DUVAR - Son öykü kitabı Eve Dönmeyen Hayvan'la dikkati çeken yazar Murat Çelik, duru bir dille okur karşısına çıkıyor. Hayatın önüne çıkardığı engellerin eğip bükmeye çalıştığı iradeli kahramanların öykülerinin anlatıldığı kitapta, hüzne sarmalanmış finaller bekliyor alıcıyı. Çelik, anlatımını “kendi gözünden” kurarken, düşüncelerini, “Birinci tekile bürünebilmek anlatma iştahımı kabartıyor. Hızlanabiliyor, yavaşlayabiliyor, ritim dengesini ayarlayabiliyorum. Sahici olana yakın” sözleriyle açıklıyor.

Çelik ile Eve Dönmeyen Hayvan'ı konuştuk.

Klasik olarak başlayalım.
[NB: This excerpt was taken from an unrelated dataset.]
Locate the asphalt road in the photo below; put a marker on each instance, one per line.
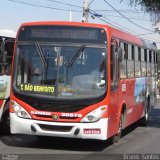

Kimdir Murat Çelik?

30 yaşındayım, arkadaşlık, yoldaşlık ettiklerimin kurdukları cümlelerim.

Yumru adını verdiğiniz geniş başlık, birer çağrışım ya da andan oluşan deneysel bir biçimle yazılmış öykülerden oluşuyor. İntihara programlı “doğum günü çocuğunun” bir günlük zamanını bu biçim ve içerikle anlatmanın olanakları sizce nedir? Ölüm düşüncesi, kısa anlardan, çağrışımlardan ve belirli belirsiz sınır ya da sınırsızlıklardan mı oluşuyor?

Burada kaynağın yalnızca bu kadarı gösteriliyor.